No sign of Metrobus strike resolution amid ‘frustrating negotiations’

A Metrobus strike disrupting thousands in Northern Virginia will likely drag on, and could begin to impact bus routes that have been providing limited alternatives for travelers.

Amalgamated Transit Union Local 689 sees the ongoing strike against a Metro contractor at the Cinder Bed Road garage in Lorton as part of a broader fight against private contracting, and other pay and staffing cuts in the transit industry.

“The only way to say it, and I don’t know a better way to say it, is that they are treating American workers like slaves,” Local 689 President Raymond Jackson said.

Local 689 went on strike against Metro contractor Transdev at the recently privatized Cinder Bed Road facility on Oct. 24, with the two sides remaining far apart at the bargaining table.
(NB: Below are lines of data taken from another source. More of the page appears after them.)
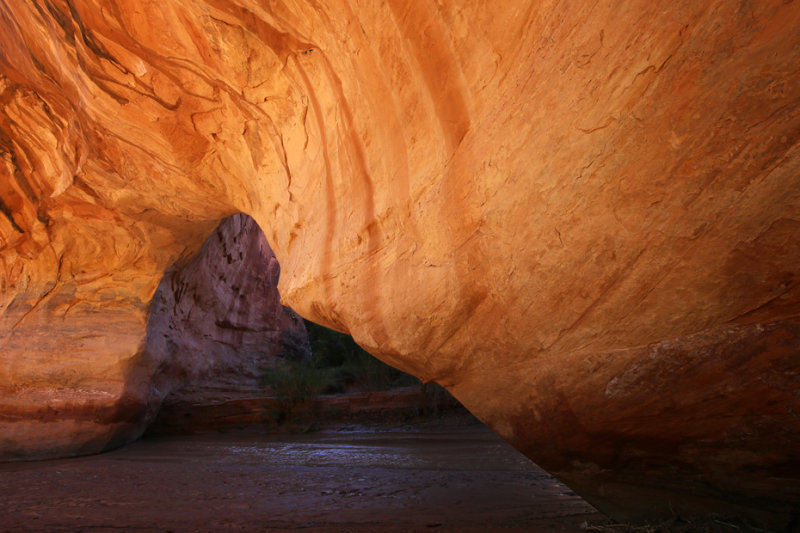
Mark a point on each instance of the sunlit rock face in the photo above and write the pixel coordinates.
(580, 217)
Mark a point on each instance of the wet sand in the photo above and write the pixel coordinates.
(465, 480)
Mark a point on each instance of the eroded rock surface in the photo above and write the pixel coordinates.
(581, 218)
(217, 323)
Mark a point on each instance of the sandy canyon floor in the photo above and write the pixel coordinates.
(463, 480)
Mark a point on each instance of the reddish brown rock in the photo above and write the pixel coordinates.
(580, 218)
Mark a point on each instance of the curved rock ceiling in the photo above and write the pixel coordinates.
(580, 217)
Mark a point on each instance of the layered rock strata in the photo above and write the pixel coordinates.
(217, 324)
(580, 217)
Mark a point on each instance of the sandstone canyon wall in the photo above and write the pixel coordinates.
(581, 218)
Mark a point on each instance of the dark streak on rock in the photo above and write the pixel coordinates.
(10, 216)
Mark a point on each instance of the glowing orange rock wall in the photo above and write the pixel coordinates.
(567, 213)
They met again thrice — on Thursday, Friday and Saturday — all without reaching a deal.

“Transdev regrets the hardship and inconvenience caused by the work stoppage and remains fully committed to coming to an agreement as quickly as possible,” Transdev North America Vice President of Marketing and Communications Mitun Seguin said in an email Sunday.

“Transdev continues to bargain in good faith and welcomes employees to return to work at any time while working toward a contract,” Seguin said.

A week earlier, Seguin said Transdev was disappointed the union went on strike after about 10 months of ongoing negotiations.

It is not unusual for new or updated transit industry contracts to take months or years to work out.

There is no clear path out of the strike, with the union demanding pay more in line with other Metrobus or regional operators and the company most recently offering a raise of 20 cents per hour from current rates, the union said.

Transdev is suggesting federal mediation of the dispute, but the union’s chief negotiator would prefer to continue current talks.

“I’m not convinced that a mediator at this point is the way to go, because I think we’re still willing to talk,” John Lyons said.

“This is probably the most frustrating negotiations I’ve ever been involved with,” he added.

Transdev has only run a fraction of the Metrobus service it is responsible for since the strike began, and Metro has said it has no role in the dispute between the workers operating Metrobus service for Transdev and the private company Metro has a contract with.

Routes 17B, 17G, 17H, 17K, 17L, 17M, 18G, 18H, 18J, 18P, 29C, 29G, 29W, S80 and S91 have not run at all during the strike. Routes 29K, 29N and REX service have run only on reduced, weekend schedules.

The limited alternatives include Fairfax Connector buses, but Transdev is also in difficult contract talks with Fairfax Connector drivers under its contract with Fairfax County. Those drivers plan a strike authorization vote Saturday, union officials said, and their contract expires at the end of the month.

Negotiations on that separate contract are scheduled Tuesday and Wednesday with largely the same main negotiators as those involved in the Cinder Bed Road contract.

“We already have a strike going on here at Cinder Bed Road, if Fairfax Connector decides to go on strike, if those members decide to go on strike, now you’ve shut down the entire Northern Virginia transportation system almost,” Lyons said.

The Fairfax Connector drivers are part of a different local within the Amalgamated Transit Union, but union leaders see the negotiations with the private contractor as part of the same fight that could set a precedent for any future deals in the region, including operations of the Silver Line extension into Loudoun County.

“They’re just fighting for the profit,” Jackson said.

The fight could also spill over into Metro’s direct collective bargaining with Local 689, with the traditional transit agreement set to expire in July.

Jackson suggested the union would have no problem striking against the broader Metro system based on a strike authorization vote taken last year, particularly if the union feels Metro is trying to simply get around its agreements with current workers.

“If that is the intention, then it’s going to get worse than anybody could ever imagine,” Jackson said.

Metro has said it is only contracting out new work, not existing work, which is allowed by the current collective bargaining agreement and related laws.

The agreement and other legal requirements generally prohibit the union from striking.

“I hope that it doesn’t come to this, but if it does … 689 isn’t looking for any fights, we’re willing to sit down at the table and work with anybody that is willing to work with us, but if you bring us a fight, we’re going to take it,” Jackson said.

However, Jackson said not all actions would be disclosed publicly in advance so that Metro or contractors are unable to prepare for them.

“Whatever action we’re going to do that’s going to affect the riders, we’ll make sure the riders in the region get enough notice about whatever action we’re going to do,” Jackson said.